The opposite is also true, in that badness (in all its variations, including vulgarity) decreases beauty in an otherwise beautiful-looking individual blessed with fine physical attributes or form. A beautiful person who acts with goodness and grace is in a special category; such are rare individuals and noticed for a reason, a good reason. I think of women like Grace Kelly, Sophia Loren, Ingrid Bergman and Audrey Hepburn. There are others lesser known, no doubt, but we like to raise a few to the heavens in our “perfect offering.”

I suggest that this has to do with our ideas and ideals of perfection, which are transcendent ideas, likely hard-wired into our brains. So, yes, beauty is linked with goodness which itself is linked to perfection. While we know that the ideal of perfection is unobtainable, it does not follow that we don’t find appealing the idea of perfection. It is in our language for a reason; we can say that beauty has a purpose, which is not the same as saying beauty exists solely for a practical reason.

It might be unfair that ugly is not appealing, but such is the way our brains work. It might also be unfair that some are intelligent, while many are not; that a few are blessed with athletic abilities while most are not. People are born this way, with certain abilities and physical traits. There is another idea related to physical beauty, however, that needs mentioning, that requires emphasis: beauty reminds us of what is above us; beauty reminds us of higher thoughts. Monuments to beauty have a purpose, even if we have forgotten them.
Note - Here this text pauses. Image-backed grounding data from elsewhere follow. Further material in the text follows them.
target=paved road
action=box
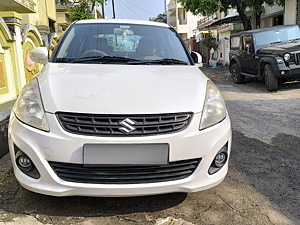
[0,67,299,225]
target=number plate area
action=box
[83,144,169,166]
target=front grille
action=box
[56,112,193,136]
[296,53,300,65]
[49,158,201,184]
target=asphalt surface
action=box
[0,65,299,225]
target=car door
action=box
[240,35,259,74]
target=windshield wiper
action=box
[127,58,188,65]
[288,38,300,43]
[72,56,139,63]
[55,58,73,63]
[267,41,282,47]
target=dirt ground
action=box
[0,66,299,225]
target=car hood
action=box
[37,63,208,114]
[257,42,300,54]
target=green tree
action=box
[156,14,167,23]
[149,14,167,23]
[202,32,218,50]
[178,0,285,30]
[69,0,107,22]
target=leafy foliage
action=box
[70,4,93,21]
[149,14,167,23]
[177,0,223,15]
[202,32,218,50]
[178,0,285,30]
[69,0,108,22]
[156,14,167,23]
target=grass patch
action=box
[0,167,12,184]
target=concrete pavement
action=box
[200,64,231,77]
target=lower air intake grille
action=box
[49,158,201,184]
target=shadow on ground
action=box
[0,174,187,217]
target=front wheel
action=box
[230,63,245,84]
[264,64,278,91]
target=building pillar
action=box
[0,12,24,158]
[36,25,51,49]
[175,0,179,31]
[0,11,26,92]
[284,0,297,25]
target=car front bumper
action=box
[8,112,232,197]
[273,62,300,79]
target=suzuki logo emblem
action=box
[118,118,136,134]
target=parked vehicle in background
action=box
[8,19,231,197]
[229,25,300,91]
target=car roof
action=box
[74,19,171,28]
[230,25,300,37]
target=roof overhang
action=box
[0,0,35,13]
[207,15,241,29]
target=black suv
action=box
[229,25,300,91]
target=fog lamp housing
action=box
[208,143,228,175]
[15,146,40,179]
[17,155,32,172]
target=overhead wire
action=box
[123,0,158,17]
[104,0,162,20]
[118,0,143,20]
[115,0,130,19]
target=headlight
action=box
[13,78,49,131]
[283,53,291,61]
[200,80,226,130]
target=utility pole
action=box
[102,3,105,18]
[112,0,116,19]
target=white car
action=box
[8,19,231,197]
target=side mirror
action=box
[191,51,203,67]
[29,47,48,64]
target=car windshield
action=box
[52,22,191,64]
[254,26,300,48]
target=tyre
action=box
[264,64,278,91]
[230,63,245,84]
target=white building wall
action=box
[263,4,283,16]
[218,31,230,65]
[165,0,199,40]
[260,4,284,27]
[186,11,198,38]
[284,0,297,25]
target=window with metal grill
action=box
[49,158,201,184]
[56,112,193,136]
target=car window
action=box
[53,23,191,64]
[242,36,253,50]
[230,36,240,49]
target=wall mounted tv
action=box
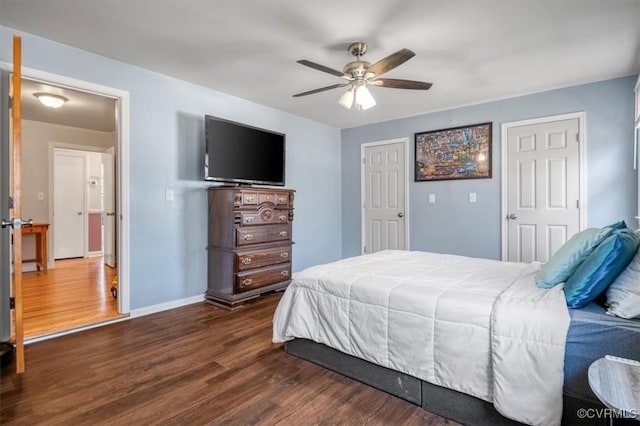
[204,115,285,186]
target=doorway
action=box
[361,138,410,254]
[15,70,130,339]
[501,112,586,262]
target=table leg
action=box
[35,233,41,272]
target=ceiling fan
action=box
[293,42,432,110]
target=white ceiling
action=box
[21,79,116,132]
[2,0,639,129]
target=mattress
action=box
[274,250,570,425]
[564,302,640,402]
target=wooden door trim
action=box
[360,137,410,254]
[16,67,131,315]
[500,112,587,261]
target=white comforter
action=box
[273,250,570,426]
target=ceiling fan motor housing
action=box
[343,61,372,79]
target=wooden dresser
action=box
[206,186,294,309]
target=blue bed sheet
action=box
[564,302,640,402]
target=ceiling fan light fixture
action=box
[355,85,376,110]
[338,87,355,109]
[34,92,68,108]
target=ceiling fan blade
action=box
[293,83,349,97]
[297,60,346,77]
[367,49,416,77]
[370,78,432,90]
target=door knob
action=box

Emily Dickinson alludes to this connection in the poem above: the transcendent thought implicit to beauty and its outward expression. In the Jewish Bible, the Song of Songs (Shir ha-Shirim in Hebrew; שִׁיר הַשִּׁירִים), in particular Chapter 4 where the man describes his lover’s beauty, there is a long descriptive passage on female physical beauty. It is a homage to romantic love
, which, in the best poetic tradition, always lifts us upward.